I want to recommend pilot the pilot episode of Rita because there’s so much to learn from the fantastic writing on this show.
Rita is an award-winning TV series from Denmark created by Christian Torpe about a school teacher named Rita Madsen who is a difficult woman (of the kind we don’t see enough of in American TV). She is prickly, headstrong, and difficult; she does her own thing and isn’t hobbled by a compulsion to be “nice” or make things easy for other people; and, most of all, she is interesting.
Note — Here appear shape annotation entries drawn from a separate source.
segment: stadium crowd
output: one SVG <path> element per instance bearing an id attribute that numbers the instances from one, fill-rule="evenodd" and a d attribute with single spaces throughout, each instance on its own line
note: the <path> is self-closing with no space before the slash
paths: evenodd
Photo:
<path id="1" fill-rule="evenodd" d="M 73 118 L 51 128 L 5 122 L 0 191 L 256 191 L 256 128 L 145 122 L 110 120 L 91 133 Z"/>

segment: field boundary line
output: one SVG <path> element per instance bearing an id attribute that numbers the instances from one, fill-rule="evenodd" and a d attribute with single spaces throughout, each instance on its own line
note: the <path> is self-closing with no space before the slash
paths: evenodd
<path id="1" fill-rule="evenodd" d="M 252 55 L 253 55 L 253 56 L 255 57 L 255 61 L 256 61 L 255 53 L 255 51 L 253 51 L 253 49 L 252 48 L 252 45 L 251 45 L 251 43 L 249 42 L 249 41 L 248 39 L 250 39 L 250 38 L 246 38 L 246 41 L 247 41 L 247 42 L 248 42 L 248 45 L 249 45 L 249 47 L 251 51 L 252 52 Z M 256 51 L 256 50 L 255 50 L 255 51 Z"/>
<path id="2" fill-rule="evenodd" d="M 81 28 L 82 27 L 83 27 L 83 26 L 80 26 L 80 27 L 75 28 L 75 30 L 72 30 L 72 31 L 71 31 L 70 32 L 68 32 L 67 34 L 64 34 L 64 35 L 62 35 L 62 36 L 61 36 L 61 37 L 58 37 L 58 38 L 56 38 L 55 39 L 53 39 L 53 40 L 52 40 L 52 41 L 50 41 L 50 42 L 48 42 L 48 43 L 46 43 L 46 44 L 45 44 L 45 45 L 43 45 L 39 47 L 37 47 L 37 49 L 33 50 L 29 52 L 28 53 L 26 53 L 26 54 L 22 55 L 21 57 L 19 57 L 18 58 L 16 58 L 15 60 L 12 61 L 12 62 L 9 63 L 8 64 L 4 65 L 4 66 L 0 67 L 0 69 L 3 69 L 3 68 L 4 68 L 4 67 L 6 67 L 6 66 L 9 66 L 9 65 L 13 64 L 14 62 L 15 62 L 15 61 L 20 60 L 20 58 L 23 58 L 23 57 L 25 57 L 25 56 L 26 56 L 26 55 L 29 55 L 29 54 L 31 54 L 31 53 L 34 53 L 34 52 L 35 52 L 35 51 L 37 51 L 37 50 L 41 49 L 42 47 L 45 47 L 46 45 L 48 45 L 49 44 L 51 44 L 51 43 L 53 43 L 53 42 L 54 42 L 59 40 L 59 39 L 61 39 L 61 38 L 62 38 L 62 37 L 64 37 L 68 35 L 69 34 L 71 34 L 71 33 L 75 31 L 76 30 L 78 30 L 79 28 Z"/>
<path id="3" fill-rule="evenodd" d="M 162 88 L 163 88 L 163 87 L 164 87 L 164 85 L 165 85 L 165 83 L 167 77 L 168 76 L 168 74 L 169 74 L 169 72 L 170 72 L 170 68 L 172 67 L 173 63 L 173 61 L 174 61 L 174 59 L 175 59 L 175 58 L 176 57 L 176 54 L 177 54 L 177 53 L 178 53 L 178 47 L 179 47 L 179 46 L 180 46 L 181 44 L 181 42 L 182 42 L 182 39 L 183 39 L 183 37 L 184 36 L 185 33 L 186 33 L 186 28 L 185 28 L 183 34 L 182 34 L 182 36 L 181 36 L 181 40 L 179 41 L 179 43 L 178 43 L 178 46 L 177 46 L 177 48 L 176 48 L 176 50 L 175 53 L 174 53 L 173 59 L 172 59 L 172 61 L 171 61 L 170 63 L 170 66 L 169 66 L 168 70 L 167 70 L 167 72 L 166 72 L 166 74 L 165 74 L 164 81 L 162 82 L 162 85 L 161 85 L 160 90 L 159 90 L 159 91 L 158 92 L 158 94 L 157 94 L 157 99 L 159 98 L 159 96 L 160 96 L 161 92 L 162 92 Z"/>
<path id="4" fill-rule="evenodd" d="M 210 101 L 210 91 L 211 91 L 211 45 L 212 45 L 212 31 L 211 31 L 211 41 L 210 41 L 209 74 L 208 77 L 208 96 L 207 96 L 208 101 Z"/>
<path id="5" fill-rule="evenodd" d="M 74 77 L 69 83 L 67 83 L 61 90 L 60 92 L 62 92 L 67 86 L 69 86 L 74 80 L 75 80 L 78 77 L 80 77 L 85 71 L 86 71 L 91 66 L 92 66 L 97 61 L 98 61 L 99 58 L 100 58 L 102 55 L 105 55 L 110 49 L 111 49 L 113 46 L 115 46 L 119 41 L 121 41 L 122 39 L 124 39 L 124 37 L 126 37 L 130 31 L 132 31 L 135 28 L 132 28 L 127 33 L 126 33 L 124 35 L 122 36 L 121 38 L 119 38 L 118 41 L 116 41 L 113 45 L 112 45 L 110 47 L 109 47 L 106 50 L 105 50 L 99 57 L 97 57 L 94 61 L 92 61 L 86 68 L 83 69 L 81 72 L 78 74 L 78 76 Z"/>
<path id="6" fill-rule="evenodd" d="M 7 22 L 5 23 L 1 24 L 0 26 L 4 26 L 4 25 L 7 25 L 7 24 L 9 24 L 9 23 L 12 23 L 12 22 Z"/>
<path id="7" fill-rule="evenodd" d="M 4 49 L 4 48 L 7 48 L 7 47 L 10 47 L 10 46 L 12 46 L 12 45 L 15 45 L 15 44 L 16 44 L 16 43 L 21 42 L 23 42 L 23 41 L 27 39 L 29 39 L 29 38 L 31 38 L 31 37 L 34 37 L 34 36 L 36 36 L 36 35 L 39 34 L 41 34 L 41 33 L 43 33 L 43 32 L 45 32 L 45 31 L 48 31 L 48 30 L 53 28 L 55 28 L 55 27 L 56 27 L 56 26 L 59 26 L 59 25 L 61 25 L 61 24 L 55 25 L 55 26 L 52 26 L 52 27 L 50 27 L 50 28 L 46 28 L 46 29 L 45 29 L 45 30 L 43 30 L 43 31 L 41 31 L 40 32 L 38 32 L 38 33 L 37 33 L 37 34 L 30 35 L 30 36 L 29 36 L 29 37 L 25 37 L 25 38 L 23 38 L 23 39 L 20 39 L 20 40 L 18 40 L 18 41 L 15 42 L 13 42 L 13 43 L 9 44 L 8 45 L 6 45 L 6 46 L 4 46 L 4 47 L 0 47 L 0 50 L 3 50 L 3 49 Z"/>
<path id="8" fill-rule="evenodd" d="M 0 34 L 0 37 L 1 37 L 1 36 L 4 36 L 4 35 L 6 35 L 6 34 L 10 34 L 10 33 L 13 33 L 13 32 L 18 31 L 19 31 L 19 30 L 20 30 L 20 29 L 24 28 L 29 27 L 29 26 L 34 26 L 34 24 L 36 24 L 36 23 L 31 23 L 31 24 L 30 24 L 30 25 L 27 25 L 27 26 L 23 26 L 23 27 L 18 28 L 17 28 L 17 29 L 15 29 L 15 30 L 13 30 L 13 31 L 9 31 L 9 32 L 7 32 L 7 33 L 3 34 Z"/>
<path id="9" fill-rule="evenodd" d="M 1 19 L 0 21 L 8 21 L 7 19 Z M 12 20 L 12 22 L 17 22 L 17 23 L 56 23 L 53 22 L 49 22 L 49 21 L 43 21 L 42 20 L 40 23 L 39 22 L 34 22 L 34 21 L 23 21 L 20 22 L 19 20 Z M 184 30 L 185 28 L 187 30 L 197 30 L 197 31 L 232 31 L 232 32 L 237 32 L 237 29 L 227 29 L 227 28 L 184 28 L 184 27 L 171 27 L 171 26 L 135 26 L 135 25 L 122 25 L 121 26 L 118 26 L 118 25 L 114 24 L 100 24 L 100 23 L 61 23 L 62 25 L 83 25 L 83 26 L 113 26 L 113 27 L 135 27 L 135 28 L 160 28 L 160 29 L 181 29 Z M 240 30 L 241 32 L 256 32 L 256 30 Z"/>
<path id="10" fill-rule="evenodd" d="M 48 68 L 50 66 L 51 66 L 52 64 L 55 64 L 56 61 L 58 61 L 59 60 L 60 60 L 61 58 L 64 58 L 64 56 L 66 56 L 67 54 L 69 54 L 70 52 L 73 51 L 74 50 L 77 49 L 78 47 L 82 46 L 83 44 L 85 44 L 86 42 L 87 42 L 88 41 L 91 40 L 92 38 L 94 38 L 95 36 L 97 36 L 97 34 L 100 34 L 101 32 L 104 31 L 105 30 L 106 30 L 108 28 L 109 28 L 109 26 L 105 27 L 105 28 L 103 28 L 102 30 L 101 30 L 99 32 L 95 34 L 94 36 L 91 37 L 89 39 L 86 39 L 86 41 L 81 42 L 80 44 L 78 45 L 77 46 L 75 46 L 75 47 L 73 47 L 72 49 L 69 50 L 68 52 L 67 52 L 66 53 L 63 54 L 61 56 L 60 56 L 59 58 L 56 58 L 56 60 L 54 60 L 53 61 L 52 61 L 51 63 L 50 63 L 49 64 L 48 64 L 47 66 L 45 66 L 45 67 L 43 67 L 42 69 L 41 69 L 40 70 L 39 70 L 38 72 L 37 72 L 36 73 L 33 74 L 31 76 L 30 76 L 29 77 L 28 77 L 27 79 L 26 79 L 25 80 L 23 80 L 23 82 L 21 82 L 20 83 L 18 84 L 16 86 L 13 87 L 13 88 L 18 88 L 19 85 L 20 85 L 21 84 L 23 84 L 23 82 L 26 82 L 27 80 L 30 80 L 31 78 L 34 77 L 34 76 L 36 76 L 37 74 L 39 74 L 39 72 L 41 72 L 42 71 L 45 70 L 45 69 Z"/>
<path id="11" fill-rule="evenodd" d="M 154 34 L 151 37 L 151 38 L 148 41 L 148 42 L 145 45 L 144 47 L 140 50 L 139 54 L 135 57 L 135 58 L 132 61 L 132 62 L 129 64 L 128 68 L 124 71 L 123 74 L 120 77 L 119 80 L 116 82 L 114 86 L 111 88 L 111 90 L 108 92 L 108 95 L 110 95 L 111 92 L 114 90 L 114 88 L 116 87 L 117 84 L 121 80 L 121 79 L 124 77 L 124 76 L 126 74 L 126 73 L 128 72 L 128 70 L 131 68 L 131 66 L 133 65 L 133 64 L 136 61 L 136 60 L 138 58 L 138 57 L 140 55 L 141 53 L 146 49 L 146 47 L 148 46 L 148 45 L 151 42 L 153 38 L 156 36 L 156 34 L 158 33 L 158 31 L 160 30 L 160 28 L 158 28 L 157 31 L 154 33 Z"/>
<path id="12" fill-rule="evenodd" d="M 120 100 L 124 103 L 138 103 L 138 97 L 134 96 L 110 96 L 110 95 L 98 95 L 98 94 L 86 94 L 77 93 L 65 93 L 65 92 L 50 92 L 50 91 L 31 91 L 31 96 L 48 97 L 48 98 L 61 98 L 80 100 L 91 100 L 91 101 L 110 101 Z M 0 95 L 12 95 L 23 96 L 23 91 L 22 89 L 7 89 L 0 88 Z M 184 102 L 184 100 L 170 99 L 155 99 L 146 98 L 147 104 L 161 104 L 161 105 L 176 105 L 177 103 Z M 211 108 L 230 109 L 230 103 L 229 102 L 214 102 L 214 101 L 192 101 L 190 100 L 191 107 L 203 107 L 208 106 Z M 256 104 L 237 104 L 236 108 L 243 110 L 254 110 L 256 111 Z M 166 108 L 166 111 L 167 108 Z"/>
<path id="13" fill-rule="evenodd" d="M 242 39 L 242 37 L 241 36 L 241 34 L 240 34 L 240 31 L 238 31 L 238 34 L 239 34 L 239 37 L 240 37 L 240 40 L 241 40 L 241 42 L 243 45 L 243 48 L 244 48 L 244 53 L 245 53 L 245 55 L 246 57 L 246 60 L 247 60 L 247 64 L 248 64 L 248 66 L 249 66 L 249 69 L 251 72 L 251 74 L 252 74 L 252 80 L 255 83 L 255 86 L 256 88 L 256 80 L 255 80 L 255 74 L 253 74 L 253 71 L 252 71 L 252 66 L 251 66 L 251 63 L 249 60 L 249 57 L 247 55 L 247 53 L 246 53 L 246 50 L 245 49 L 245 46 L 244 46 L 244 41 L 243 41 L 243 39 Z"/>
Why Writers Should Watch Rita
If you write narrative fiction for any medium, not just TV, I can’t recommend Rita highly enough.
(I’m going to a do a little dance of trying to discuss the show without revealing any spoilers, in the hopes you’ll watch it yourself, but feel free to write as may spoilers as you want in the comments.)
Great Characters: The characters in Rita are individual, quirky, multifaceted, and often surprising, very much not hoary old stock characters (at least by my non-Danish standards; Danish TV viewers are welcome to correct me if I’m wrong). I especially love that the title character is difficult, flawed, and not a door mat: she’s a wonderful antidote to the American tendency to water down female characters in TV and film into being fungible Stepford Wives in the name of “sympathetic characters” and “likeability”. The American TV character most like Rita that I can think of is Mary Shannon, the strong-headed U.S. Marshall main character of the Witness Protection Program crime drama In Plain Sight created by David Maples. (Notice how both of these shows were created by men? Despite rumors to the contrary, it’s perfectly possible for men to write great women characters.)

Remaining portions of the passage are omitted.